2.1.4 Pengertian Sikap

  Allen, Guy dan Edgley (1980) dalam Azwar (2003: 4) mendefinisikan sikap sebagai suatu pola perilaku, tendensi atau kesiapan antisipatif, predisposisi untuk menyesuaikan diri dalam situasi sosial, atau secara sederhana, sikap adalah respon terhadap stimuli sosial yang telah terkondisikan. Sedangkan menurut Secord dan Backman (1964) dalam Azwar (2003: 4) juga mendefinisikan sikap sebagai keteraturan tertentu dalam hal perasaan (afeksi), pemikiran (kognisi) dan predisposisi tindakan (konasi) seseorang terhadap suatu aspek dilingkungan sekitarnya.

  Soesilo (2014: 135) menyebutkan bahwa instrument yang sering digunakan untuk mengukur sikap biasanya juga disebut skala sikap. Dan juga menjelaskan bahwa skala sikap merupakan gambaran tentang kecenderungan perilaku atau reaksi seseorang terhadap objek atau stimulus yang datang padanya. Sikap dapat diartikan juga sebagai bentuk perasaan mendukung (favourable) dan perasaan tidak mendukung (unfavourable) pada suatu objek.
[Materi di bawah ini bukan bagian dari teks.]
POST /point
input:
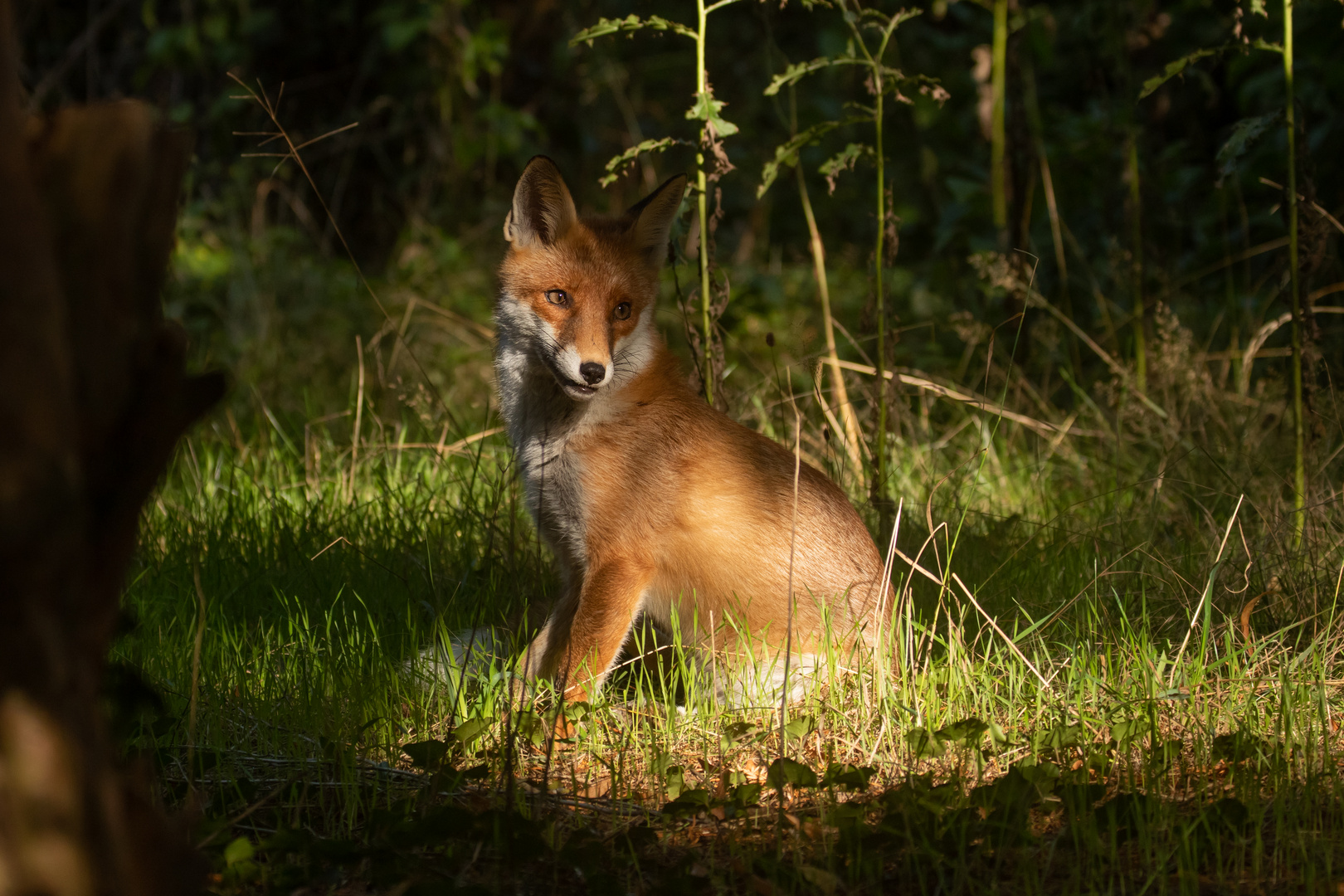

  Soesilo (2014: 137) menjelaskan tentang macam-macam skala sikap, yaitu skala numerik, skala deskriptif dan skala grafis. Skala numerik, menggunakan angka-angka untuk menunjukan gradasi-gradasi disertai penjelasan singkat pada masing-masing angka. Skala deskriptif menggunakan serangkaian frasa untuk menunjukan ciri-ciri yang dinilai. Frasa disusun dari atas kebawah, sedangkan responden diminta membubuhkan tanda centang pada frasa yang terdekat dengan ciri-ciri yang dimaksud. Sedangkan skala grafis, menggunakan suatu garis berkesinambungan. Gradsi-gradasi ditunjukan pada garis itu dengan menyajikan deskripsi singkat dibawah garis. Pada skala grafis, penilai cukup membubuhkan tanda cek pada titik yang tepat diatas garis horizontal yang menghubungkan dua ujung ekstrim tingkah laku yang sedang dipermasalahkan.

2.1.5 Struktur Sikap

  Azwar (2011: 23) menjelaskan bahwa struktur sikap terdiri dari tiga komponen yang saling menunjang yaitu kognisi, afeksi dan konasi. 1)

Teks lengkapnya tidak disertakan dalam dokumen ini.